Mais l’excès du travail et les veilles trop prolongées altérèrent et minèrent sa santé. Souvent il écrivait pendant toute la nuit, se levait dans l’après-midi, passait le reste du jour tantôt à faire sa correspondance, tantôt à causer ou à lire, et, pour ranimer ses forces épuisées par une continuelle tension d’esprit, par la privation de sommeil, il avait recours à des moyens de surexcitation funestes[1].

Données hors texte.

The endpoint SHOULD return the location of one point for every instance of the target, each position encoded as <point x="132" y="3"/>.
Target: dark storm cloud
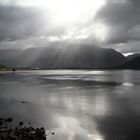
<point x="18" y="23"/>
<point x="123" y="20"/>
<point x="21" y="23"/>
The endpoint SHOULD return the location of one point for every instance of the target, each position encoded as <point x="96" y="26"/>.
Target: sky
<point x="38" y="23"/>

En 1791, il tomba si gravement malade, qu’on désespéra presque de lui, et que le bruit de sa mort se répandit en Allemagne et jusqu’en Danemark. On le conduisit aux bains de Carlsbad : là, forcé d’interrompre ses travaux, ses leçons, et n’ayant plus que son misérable traitement de 200 écus, il se voyait menacé de retomber dans toutes les inquiétudes matérielles qu’il avait eu tant de peine à surmonter, et l’Allemagne, qui le lisait avec enthousiasme, qui était fière de son nom et de ses œuvres, oubliait ses souffrances. Ce fut un étranger qui vint à son secours. Le prince d’Augustembourg, sur la demande du célèbre écrivain danois Baggesen, offrit au poète malade et délaissé une pension de 1,000 écus. Les termes honorables et délicats dans lesquels cette offre était faite lui donnaient encore plus de prix. Schiller l’accepta[2].

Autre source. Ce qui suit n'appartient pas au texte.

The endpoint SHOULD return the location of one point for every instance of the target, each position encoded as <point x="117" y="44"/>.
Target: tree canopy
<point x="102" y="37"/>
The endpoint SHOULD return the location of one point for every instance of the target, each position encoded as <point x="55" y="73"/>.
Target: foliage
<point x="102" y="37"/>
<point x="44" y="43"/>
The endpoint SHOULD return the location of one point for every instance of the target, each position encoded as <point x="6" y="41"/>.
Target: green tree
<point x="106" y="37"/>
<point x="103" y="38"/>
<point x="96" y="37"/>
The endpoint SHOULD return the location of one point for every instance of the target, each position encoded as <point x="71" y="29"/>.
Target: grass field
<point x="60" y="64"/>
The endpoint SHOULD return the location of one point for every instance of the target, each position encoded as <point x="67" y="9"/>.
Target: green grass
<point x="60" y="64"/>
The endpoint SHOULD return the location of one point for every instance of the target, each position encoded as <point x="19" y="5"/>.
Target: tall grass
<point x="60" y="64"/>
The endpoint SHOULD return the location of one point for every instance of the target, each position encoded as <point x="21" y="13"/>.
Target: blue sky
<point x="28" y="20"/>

De retour à Iéna, il se remit au travail comme par le passé, et bientôt la prudence lui ordonna de s’éloigner une seconde fois de ses livres, de faire un nouveau voyage. Il éprouvait depuis long-temps un vif désir de revoir sa patrie, sa famille. Ce fut de ce côté qu’il dirigea ses pas. Sa mauvaise santé le força d’abord de s’arrêter à Heilbronn ; il écrivit de là à Stuttgardt, pour savoir s’il pourrait se présenter sans inconvénient dans cette ville. Le duc fit répondre qu’il ignorerait son arrivée. D’après cette assurance, Schiller partit. Oh ! ce fut une grande joie pour lui de rentrer librement dans cette cité

  1. Carlyle, Leben Schillers.
  2. Ce n’est pas la seule fois que l’Allemagne s’est montrée ainsi ingrate envers ses grands hommes. Quarante ans auparavant, c’était déjà un prince de Danemark qui tendait à Klopstock une main généreuse, et lui donnait le moyen d’achever sa Messiade.